The latest data from Yahoo Finance shows that certificates of deposit (CDs) are now offering up to a 4.10 % annual percentage yield (APY). For a retail investor, that’s a tidy return on a fully insured deposit, especially when compared to the daily swings that Bitcoin and Ethereum experience. With BTC trading at $62,534 and ETH at $1,758, both assets have moved up about 0.8 % over the past 24 hours, suggesting a modestly bullish trend but still far from the stability a CD provides.
In a market that the Fear‑Greed Index labels as “Extreme Fear,” many traders are looking for a safe harbor. A 4 % return on a CD can be an attractive alternative to holding volatile crypto, particularly when the risk of a sudden downturn looms. While crypto can deliver higher upside, the payoff comes with the possibility of sharp losses, something a CD sidesteps entirely.
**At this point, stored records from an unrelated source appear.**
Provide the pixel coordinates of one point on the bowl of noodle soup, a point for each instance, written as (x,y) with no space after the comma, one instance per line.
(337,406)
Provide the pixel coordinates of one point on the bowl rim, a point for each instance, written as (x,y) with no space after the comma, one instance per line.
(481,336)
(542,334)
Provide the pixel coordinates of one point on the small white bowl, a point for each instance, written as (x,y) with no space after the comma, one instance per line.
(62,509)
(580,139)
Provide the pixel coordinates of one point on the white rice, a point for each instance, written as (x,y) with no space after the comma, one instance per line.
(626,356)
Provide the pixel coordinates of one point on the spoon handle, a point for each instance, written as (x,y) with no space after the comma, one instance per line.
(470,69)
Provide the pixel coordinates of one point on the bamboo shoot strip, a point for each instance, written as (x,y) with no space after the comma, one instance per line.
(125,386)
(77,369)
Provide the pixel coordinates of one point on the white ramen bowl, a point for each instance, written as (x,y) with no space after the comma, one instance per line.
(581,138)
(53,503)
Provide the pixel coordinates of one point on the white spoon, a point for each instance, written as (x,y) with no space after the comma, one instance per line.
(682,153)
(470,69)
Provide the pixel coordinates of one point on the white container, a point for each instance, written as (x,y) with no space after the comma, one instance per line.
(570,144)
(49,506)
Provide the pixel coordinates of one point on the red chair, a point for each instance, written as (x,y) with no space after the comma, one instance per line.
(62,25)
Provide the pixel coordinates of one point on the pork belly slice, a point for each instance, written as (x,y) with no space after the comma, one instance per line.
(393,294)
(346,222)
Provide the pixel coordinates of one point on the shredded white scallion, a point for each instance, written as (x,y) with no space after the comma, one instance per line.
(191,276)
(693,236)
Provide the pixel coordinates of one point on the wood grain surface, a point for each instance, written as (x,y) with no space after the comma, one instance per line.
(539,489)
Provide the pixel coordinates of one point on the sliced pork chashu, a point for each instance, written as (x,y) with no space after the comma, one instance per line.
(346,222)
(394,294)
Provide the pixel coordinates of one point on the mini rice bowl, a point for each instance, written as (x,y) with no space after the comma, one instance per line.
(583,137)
Looking ahead, the conversation around real‑world assets (RWA) and liquidity is gaining traction. Kevin Yunai’s call for platforms to unlock $320 billion in RWA markets could reshape how investors view asset-backed tokens, potentially influencing risk appetite. Meanwhile, Ethereum’s eye toward a $2 000 price point—despite recent whale dumps—signals that retail sentiment might be shifting. These developments, coupled with the steady CD rates, give retail investors a clear set of options: stay in crypto for high‑risk, high‑reward potential, or lock in a reliable yield with a CD while the market remains uncertain.